First author Nelson Bruno had the breakthrough idea of testing only after stress, specifically, fasting followed by brief insulin challenge. That’s because stress is the trigger for release of endogenous steroid hormones in real life, Nettles explains.

“It took us two years just to develop the experimental assays to reproduce the effects of what glucocorticoids do in people,” Nettles says. “We found we needed realistic physiology.”

They also used a machine learning approach to predict how the compounds would affect insulin receptor signaling, gene transcription, protein balance and glucose disposal in the cells, depending on chemical structure.

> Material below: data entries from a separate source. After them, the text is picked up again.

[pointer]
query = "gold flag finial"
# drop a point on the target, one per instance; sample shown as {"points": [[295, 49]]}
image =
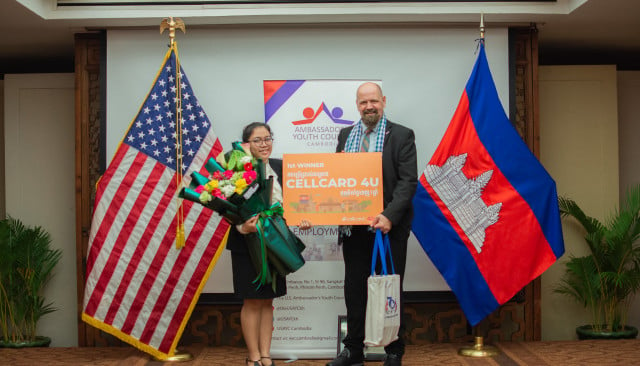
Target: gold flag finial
{"points": [[171, 24]]}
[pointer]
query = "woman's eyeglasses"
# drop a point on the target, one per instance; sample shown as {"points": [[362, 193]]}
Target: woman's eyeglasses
{"points": [[259, 141]]}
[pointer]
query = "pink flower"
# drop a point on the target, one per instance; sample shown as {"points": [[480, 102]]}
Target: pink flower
{"points": [[250, 176], [218, 193]]}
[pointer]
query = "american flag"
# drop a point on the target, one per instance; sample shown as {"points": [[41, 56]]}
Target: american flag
{"points": [[139, 287]]}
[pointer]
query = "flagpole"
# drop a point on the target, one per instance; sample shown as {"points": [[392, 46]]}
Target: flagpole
{"points": [[172, 24], [479, 349]]}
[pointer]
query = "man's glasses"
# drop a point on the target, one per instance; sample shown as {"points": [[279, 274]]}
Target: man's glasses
{"points": [[259, 141]]}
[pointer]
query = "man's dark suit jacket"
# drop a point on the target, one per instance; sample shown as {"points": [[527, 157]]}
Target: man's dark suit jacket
{"points": [[399, 173]]}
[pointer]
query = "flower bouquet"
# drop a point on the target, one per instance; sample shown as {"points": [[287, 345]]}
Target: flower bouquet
{"points": [[237, 188]]}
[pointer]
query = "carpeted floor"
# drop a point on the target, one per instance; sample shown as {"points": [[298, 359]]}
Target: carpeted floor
{"points": [[619, 352]]}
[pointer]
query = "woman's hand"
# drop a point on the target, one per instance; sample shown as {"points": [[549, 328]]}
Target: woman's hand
{"points": [[305, 225], [248, 226]]}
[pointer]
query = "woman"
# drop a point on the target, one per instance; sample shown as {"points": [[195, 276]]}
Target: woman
{"points": [[256, 315]]}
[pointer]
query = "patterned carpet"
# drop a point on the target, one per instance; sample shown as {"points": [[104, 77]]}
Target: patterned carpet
{"points": [[619, 352]]}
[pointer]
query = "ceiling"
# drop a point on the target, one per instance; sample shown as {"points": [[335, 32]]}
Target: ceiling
{"points": [[572, 32]]}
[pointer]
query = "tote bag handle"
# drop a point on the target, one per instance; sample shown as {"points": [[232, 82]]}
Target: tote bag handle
{"points": [[382, 249]]}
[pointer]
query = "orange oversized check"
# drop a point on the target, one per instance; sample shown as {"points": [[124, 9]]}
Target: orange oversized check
{"points": [[332, 188]]}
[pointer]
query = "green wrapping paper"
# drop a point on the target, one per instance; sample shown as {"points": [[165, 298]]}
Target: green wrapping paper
{"points": [[274, 249]]}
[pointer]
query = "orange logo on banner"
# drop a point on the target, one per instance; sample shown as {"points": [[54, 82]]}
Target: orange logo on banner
{"points": [[332, 189]]}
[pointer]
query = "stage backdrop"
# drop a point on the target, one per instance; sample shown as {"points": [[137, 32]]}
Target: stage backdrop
{"points": [[422, 71]]}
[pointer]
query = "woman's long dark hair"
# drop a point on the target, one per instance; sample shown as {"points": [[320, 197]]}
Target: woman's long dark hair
{"points": [[248, 130]]}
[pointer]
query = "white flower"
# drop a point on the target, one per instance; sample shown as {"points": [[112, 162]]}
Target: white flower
{"points": [[227, 190]]}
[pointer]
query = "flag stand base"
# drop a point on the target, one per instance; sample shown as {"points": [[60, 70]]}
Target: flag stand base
{"points": [[178, 356], [479, 349]]}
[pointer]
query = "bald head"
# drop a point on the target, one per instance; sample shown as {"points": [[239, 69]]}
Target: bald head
{"points": [[370, 103]]}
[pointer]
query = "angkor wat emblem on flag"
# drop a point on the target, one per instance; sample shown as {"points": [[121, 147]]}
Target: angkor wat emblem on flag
{"points": [[462, 196]]}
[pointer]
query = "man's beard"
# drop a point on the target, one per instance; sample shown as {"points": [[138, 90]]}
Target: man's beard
{"points": [[370, 119]]}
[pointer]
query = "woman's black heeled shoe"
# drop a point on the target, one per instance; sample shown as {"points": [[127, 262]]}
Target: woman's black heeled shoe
{"points": [[269, 358]]}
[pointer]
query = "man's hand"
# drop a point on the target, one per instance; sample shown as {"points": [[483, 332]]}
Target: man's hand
{"points": [[382, 223], [248, 226]]}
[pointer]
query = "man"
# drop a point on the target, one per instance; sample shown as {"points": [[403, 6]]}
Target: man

Through repeated challenges and tests in the cells and in mice, they settled on two compounds, SR11466 and SR16024, as ones with medically useful traits including inflammation control, plus muscle-sparing ability, or mitochondria-building potential. Mitochondria convert cellular nutrients into energy.

The process they developed to refine the compounds has implications well beyond the improvement of glucocorticoids, Nettles adds. It can power more-selective drug-discovery for any number of medicines that work via the cell surface and nuclear receptors to impact signaling and gene transcription in cells, he says.

This project started long before the COVID-19 pandemic began, Nettles says, but it has potential to benefit people sickened with COVID-19. In the context of an infectious disease, the ideal anti-inflammatory would be one that suppressed overly aggressive immune attack without impairing ability to fight off infection, so that’s the next goal, he says. More work is needed to address bone loss risk as well, he says.